Before I left for India, I confided my anxieties about the trip to my friend and meditation teacher. She has been to India many times (to serve the poor rather than vacation like me) and she told me the trip would be “the edge of (my meditation) practice.”
I knew she was right but I didn’t know how right until we traveled by train. Two trips on the train (one 12 hours and one 18 hours) will remain my least favorite travel experiences.
I feel silly talking about it but I will say this: I’m so white and so American I had envisioned a very “Sex in the City” kind of adventure. (Remember the episode when Carrie and Samantha took the train to LA?) I thought we’d have cocktails. Instead, if you’ve ever seen the movie “Reds,” and you remember the scene where Diane Keaton meets Warren Beaty at the crowded and chaotic train station in pre-revolution Russia, it was like that, only depressingly un-cinematic.

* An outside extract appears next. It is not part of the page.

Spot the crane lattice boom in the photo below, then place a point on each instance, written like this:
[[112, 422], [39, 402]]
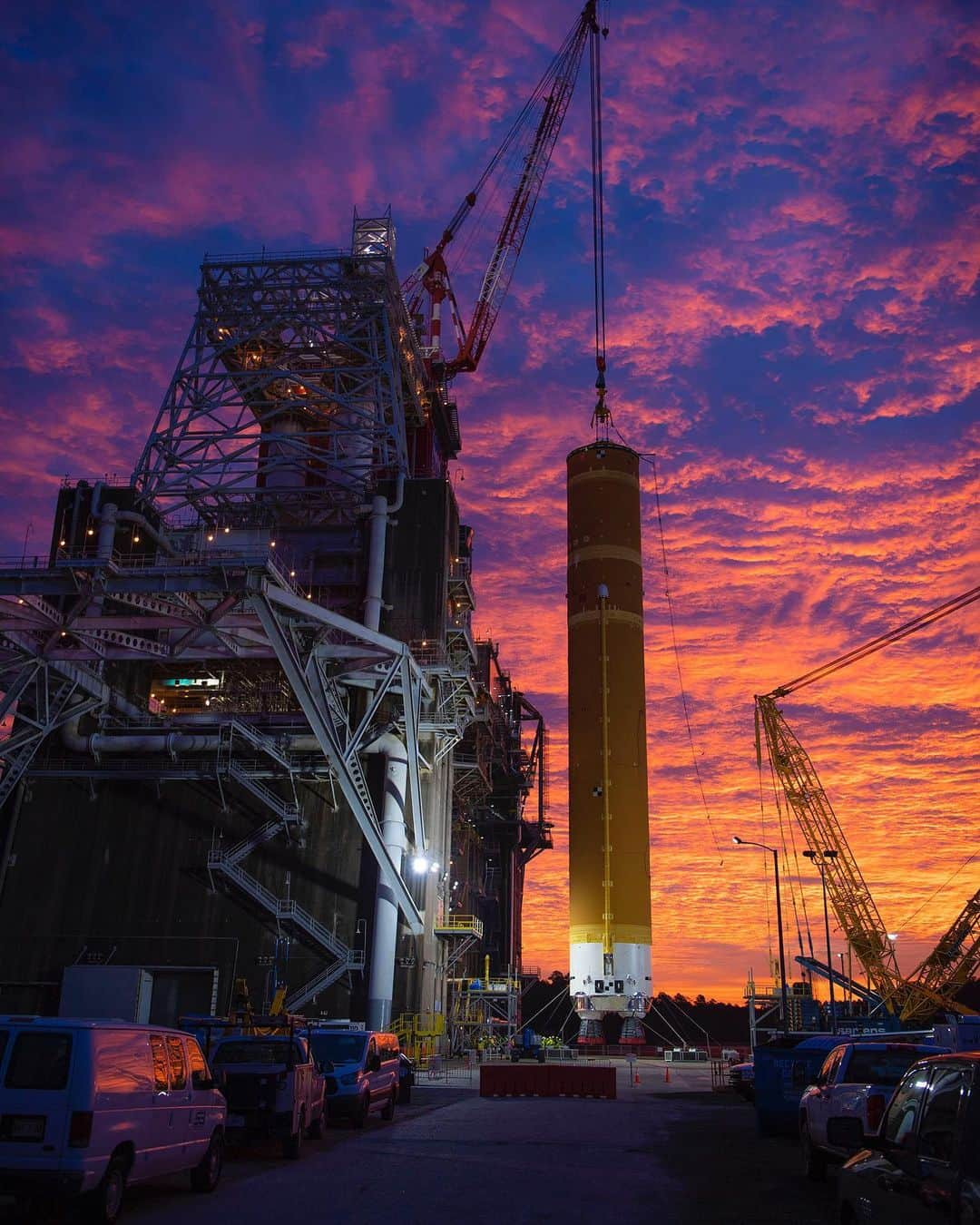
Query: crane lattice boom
[[955, 961], [957, 955], [527, 147]]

Rather than recall the specific conditions (which were crowded and dirty beyond anything I’d ever experienced), I’ve reflected on why I was so outside my comfort zone, why I felt so unmoored, why I was convinced I might just perish right then and there.
Truth is, other than length, the second train ride was easier and more enjoyable than the first. Probably because I knew what to expect. We played cards, we laughed, we ate snacks, we had quite a scare when our friend left the train at a stop to buy food and we thought she’d been left behind. (Turned out, the train didn’t leave the station; it merely switched tracks and our friend made it back on just fine.) I even slept a little on the second trip, unlike the first.
Looking back in my photos, there’s nothing that’s shocking so I’m still not sure why I felt the way I did. But maybe it has to do with that old saying “The train has left the station.” For a girl who’s spent a lifetime planning contingencies and exit strategies (and polishing her bubble), once you’re on the train, you’re on it. And you are most definitely not in control.
And maybe the universe knew a train ride was the perfect antidote for my shiny bubble and accelerator for my meditation practice.